What's most remarkable to me — four decades later — is how few remarks are being made about the upheavals. Even in Newark and Detroit, residents and civic leaders have been divided over how the tragic events should be commemorated or whether they even deserve to be acknowledged.


I attribute this reluctance to an admirable American quality: We are a forward-looking people. Like reluctant alumni at a class reunion, we are nervous about dredging up bad memories.


Besides, there is the lingering fear in many minds that if we talk about riots, they might start up again. In fact, we should try to learn from past mistakes before we make new ones.


No one was more perplexed by the uprisings, historians say, than President Lyndon B. Johnson, who gambled considerable political capital to pass the Civil Rights Act of 1964 and the Voting Rights Act of 1965. He even suspected, with the encouragement of FBI Director J. Edgar Hoover, that the uprisings were a possible Soviet plot.


He named a commission in 1967, headed by former Illinois Gov. Otto Kerner, to find the roots of the uprisings. After hundreds of interviews, the commission blamed reasons closer to home than Russia: Racial discrimination had cut African-Americans out of the United States' social, political and economic mainstream.


With that in mind, it is instructive to compare the way we were then with the way we are now:


Then: The Kerner Commission said we were "two societies," separate, unequal and increasingly angry, fearful, resentful and suspicious of each other.


Now: The economic gap between the rich and the poor in black America is wider than the one between blacks and whites. Then: We saw "white flight" to the suburbs.


Now: We see black-middle-class flight to suburbs and mostly white "re-gentrification" of revived "hip" inner-city neighborhoods.


Then: Jobs moved to the suburbs.


Now: Jobs are moving overseas.


Then: There were almost no blacks in local governments, except for the janitors.


Now: Dozens of black mayors and lots of immigrant janitors, as many native-born Americans pass over entry-level jobs.


Then: King and Johnson led a "war on poverty."


Now: We see politicians of both parties offering various versions of a new war on poverty.


Then: King competed with the "black power" movement.


Now: Entertainer Bill Cosby's argument for improved black behavior competes with the post-industrialists who blame structural changes in the economy.


In fact, both sides are right.
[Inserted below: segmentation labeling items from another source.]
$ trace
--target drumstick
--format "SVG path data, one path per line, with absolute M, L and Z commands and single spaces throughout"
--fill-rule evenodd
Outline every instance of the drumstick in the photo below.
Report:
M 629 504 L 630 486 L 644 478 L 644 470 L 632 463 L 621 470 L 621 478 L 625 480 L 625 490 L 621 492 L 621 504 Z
The economy has changed, but too many black Americans have failed or have been unable to take advantage of opportunities that the civil rights movement opened up.


The past teaches us that government can help open up opportunities for the poor to receive jobs, education and training.


But we also need to find ways at the local level to calm the quiet riots of crime and poverty that still keep us awake at night, nervous about the past and fearful of the future.


After all, as Whitney Young, a great black leader of the 1960s put it, we may have come here on different ships, but we're in the same boat now.